# What time is best to dove hunt?



## dawgvet (Aug 18, 2019)

So I’ve seen where shooting doesn’t start until noon on the WMA’s but what about on private property? Is it noon there as well? I was hoping to start early to beat the heat? I’ve heard they fly most at morning and evening. Is this true?


----------



## Gator89 (Aug 18, 2019)

3 pm to dusk over feed.  On public land, you gotta sit there until the birds start flying to hold your spot.

1/2 hour before until dark over a water hole.

Daylight until 9-10 depending on weather if morning hunting is allowed.


----------



## oops1 (Aug 18, 2019)

The noon start time is only for opening day on private land I believe.


----------



## spring (Aug 18, 2019)

"The best time" is also impacted by weather conditions; an overcast or occasionally drizzly day will have them flying most of the day, while a blue-bird day will have them flying in a tighter window starting around mid afternoon. Of course morning shoots are similar in regard to how spread out in time the birds will be flying.
When we have an afternoon hunt scheduled and the overcast conditions could cause the birds to fly early, riding through the field to delay their feeding until later when the hunters are there can be helpful.


----------



## blood on the ground (Aug 18, 2019)

spring said:


> "The best time" is also impacted by weather conditions; an overcast or occasionally drizzly day will have them flying most of the day, while a blue-bird day will have them flying in a tighter window starting around mid afternoon. Of course morning shoots are similar in regard to how spread out in time the birds will be flying.
> When we have an afternoon hunt scheduled and the overcast conditions could cause the birds to fly early, riding through the field to delay their feeding until later when the hunters are there can be helpful.
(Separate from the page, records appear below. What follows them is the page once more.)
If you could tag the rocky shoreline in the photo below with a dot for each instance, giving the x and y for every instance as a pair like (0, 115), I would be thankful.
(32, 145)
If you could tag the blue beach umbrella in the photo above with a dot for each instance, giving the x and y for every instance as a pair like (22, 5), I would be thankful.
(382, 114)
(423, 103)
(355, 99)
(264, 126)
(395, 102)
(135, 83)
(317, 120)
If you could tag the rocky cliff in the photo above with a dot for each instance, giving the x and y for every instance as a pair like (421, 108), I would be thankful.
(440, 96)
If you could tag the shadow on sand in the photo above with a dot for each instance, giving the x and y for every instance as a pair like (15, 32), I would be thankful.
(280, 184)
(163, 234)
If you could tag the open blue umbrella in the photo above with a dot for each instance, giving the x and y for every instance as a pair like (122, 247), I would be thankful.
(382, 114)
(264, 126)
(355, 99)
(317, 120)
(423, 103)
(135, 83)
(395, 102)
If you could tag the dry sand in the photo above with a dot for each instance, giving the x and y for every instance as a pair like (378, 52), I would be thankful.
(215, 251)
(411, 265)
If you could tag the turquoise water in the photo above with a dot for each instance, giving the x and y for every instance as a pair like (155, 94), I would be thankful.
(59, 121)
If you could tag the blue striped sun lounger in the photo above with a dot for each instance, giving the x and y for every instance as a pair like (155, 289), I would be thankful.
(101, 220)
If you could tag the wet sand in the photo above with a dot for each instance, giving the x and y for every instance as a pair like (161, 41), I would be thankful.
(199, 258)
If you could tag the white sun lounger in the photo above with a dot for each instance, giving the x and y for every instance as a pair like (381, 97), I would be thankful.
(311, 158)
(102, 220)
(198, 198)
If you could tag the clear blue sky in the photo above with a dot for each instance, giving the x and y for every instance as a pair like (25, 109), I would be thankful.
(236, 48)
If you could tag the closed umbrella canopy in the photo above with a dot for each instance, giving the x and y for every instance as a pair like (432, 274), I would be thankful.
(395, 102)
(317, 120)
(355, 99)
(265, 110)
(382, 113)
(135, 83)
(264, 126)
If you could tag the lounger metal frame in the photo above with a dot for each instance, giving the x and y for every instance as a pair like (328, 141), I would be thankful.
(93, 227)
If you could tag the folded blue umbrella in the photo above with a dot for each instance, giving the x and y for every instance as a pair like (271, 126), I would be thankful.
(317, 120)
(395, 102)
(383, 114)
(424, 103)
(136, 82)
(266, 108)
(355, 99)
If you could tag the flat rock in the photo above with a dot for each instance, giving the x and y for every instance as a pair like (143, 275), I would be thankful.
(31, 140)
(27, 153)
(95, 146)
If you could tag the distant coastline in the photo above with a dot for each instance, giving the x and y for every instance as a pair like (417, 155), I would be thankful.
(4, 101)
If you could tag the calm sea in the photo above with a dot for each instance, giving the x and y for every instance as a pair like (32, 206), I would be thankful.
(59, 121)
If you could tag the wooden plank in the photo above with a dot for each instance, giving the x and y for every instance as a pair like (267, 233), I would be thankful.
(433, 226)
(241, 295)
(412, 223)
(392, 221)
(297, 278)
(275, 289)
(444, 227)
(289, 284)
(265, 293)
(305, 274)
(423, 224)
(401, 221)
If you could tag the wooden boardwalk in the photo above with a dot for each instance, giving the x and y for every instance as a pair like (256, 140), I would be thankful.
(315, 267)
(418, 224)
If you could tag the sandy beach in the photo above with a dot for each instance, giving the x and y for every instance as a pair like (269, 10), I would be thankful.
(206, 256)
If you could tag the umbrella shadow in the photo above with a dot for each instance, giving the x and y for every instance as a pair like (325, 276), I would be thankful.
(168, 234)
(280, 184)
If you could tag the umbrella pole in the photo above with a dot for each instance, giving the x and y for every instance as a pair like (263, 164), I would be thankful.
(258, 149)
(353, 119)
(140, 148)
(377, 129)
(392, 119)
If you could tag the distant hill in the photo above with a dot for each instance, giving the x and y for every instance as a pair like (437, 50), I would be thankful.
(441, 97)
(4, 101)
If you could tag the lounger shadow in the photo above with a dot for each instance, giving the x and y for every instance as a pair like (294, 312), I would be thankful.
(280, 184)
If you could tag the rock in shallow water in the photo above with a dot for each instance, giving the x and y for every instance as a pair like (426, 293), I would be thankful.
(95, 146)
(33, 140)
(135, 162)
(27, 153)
Exactly! Love a overcast day when dove hunting.


----------



## tobymiller (Aug 19, 2019)

I think the noon start time on opening day is a federal regulation and applies to public and private land.  
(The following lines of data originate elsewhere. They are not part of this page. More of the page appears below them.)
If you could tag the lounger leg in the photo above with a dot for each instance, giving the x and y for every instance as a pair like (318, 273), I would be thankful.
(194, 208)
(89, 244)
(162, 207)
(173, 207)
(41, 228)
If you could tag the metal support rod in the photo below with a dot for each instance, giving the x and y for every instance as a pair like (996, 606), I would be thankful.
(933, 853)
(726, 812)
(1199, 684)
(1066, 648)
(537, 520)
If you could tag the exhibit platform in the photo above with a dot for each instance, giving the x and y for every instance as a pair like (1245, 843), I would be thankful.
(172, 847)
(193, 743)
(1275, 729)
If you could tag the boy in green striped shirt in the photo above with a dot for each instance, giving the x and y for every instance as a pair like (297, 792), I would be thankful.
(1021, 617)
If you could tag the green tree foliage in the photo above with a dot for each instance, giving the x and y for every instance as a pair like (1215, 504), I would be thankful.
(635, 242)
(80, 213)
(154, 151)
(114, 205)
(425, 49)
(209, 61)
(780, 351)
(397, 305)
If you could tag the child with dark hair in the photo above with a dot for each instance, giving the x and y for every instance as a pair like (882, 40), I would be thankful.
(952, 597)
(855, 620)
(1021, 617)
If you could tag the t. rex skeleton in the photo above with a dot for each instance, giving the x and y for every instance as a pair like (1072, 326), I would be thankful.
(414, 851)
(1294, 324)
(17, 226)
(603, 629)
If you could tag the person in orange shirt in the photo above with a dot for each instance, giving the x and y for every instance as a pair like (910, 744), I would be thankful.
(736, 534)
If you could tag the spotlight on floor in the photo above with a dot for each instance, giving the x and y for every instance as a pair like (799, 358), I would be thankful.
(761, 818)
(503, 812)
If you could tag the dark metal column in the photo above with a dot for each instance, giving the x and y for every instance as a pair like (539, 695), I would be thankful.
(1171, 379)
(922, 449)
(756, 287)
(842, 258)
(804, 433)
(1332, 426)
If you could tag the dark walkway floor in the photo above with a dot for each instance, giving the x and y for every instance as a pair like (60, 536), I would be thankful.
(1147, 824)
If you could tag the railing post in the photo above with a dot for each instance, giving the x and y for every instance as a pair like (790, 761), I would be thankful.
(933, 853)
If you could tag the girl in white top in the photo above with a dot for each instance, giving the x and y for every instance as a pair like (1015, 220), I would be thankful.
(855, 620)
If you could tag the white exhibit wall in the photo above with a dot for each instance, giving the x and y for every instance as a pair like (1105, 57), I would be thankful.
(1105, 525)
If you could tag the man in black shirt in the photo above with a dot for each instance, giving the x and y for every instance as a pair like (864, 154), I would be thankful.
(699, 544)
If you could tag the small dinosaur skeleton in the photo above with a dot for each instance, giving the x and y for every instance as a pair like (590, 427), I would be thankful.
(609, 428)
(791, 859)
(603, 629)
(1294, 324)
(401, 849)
It is listed here on the summary of federal regs:
https://georgiawildlife.com/FederalRegulationsSummary


----------



## NCHillbilly (Aug 19, 2019)

What bit of dove hunting I've done, I've seen them fly and not fly at any and all times of day.


----------



## northgeorgiasportsman (Aug 19, 2019)

I don't dove hunt anything like I used to, but I've been fortunate enough to kill a few over the years.  I've hunted opening days when it was 105 degrees and I've hunted late season hunts when it was -5 degrees and the coffee I set on the hood of my truck froze solid before breakfast.  

In general, there's a flurry of activity in the mornings, but for sustained shooting, there's nothing like an afternoon hunt.  

I know most of Georgia doesn't get to experience it, but the absolute best conditions I've ever hunted doves in was sub-freezing temps with snow on the ground for multiple days.  They have to eat and they have to keep moving to find food.  I believe we were getting birds that had been pushed south by frozen conditions all up the east coast.


----------



## Hunter922 (Aug 20, 2019)

Opening day at 7:00 am..


----------



## Semi-Pro (Aug 20, 2019)

Best dove hunt ive ever been on started at 4:30 pm
Everyone gat a limit


----------